Medford’s Emergency Management Coordinator is leaving, what’s next?

Medford, Ore. — Larry Masterman is Medford’s first full-time emergency management coordinator. He’s been in the position for nearly 4 years. But next week, he’s leaving his post, and the city has yet to fill the role. Tonight, we’re learning what that means for the city’s emergency preparedness efforts.

“I got to really start with a blank slate and build a program, and that’s been really exciting.”

As Medford Emergency Management Coordinator, Larry Masterman reflects on his time in Medford, he’s thankful.

“This is the most collaborative region I’ve ever worked in,” he says.

Masterman has been instrumental in ensuring that the city, and it’s residents are prepared for whatever hazard may come its way.

“We had the snowstorms in January that almost broke a record, we’ve had high temperatures, we’ve had the smoky weather,” Masterman says, “and course the big one, the item that’s most likely to give us hundreds or thousands  of  causalities is that big Cascadia earthquake.”

“His function is critical,” Medford resident, and Professor Emeritus Eric Dittmer says of Masterman, adding that a gap in the position he currently holds could be detrimental.

“What if we had a real emergency?,” Dittmer asks, “And a lot of people are saying when we have a real emergency maybe in our lifetime; how would you react effectively without an emergency management program?”

That’s a scenario Medford Fire-Rescue Chief Brian Fish acknowledges could become a reality for the city any minute of any day.

“Obviously the headlines over the last few weeks around the country [show] things happen,” Chief Fish says, “and so we want to be prepared, and we want to make sure we get the right person for the position and to do that we’ve got to make sure we understand it really well.”

Fish says right now they’re learning all they can before posting the job, and the future of the position will ultimately be decided by he and the city manager.

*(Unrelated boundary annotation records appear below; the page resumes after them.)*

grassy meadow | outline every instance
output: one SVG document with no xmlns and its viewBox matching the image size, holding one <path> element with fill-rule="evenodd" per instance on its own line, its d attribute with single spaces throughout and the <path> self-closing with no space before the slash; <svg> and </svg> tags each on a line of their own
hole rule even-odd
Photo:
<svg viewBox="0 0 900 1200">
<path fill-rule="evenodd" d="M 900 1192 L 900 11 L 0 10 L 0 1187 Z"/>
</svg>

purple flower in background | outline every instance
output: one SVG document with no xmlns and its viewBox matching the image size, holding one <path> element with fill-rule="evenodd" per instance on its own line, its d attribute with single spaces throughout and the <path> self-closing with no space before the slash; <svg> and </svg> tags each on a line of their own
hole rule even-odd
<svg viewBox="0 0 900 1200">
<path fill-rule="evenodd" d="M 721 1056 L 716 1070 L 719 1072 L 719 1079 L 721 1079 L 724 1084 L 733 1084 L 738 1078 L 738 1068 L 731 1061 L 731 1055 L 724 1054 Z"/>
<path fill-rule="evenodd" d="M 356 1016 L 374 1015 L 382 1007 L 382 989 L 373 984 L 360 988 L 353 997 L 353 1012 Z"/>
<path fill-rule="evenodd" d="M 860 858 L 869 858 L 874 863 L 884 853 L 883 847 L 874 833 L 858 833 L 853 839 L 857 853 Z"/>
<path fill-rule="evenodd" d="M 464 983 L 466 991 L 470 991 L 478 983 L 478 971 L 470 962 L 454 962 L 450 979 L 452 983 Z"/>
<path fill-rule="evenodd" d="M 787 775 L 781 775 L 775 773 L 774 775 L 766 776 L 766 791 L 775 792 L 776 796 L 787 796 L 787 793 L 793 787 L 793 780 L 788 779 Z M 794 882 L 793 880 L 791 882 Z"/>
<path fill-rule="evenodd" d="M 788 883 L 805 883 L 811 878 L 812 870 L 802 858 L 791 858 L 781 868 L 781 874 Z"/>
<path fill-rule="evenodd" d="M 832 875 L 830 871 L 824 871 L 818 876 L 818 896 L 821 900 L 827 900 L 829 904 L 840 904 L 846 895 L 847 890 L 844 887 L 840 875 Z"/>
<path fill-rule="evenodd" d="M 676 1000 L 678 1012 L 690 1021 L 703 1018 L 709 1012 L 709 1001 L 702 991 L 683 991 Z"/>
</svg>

As for Masterman he says it’s his hope that it happens sooner rather than later.

“If we’re really lucky 99.99% of our work is before the emergency,” Masterman says, “it’s training our people training our community. To continue those, if we don’t get that position filled soon, some of that will lose it’s momentum and we may not be as well prepared in February as we were in October.”

There is funding in the current budget for the position. And, while Chief Fish couldn’t provide a timeline for how soon it will be filled, he says he’s putting together a plan that he will present to the city manager soon. In the interim, Medford-Fire Rescue will take over any immediate responsibilities.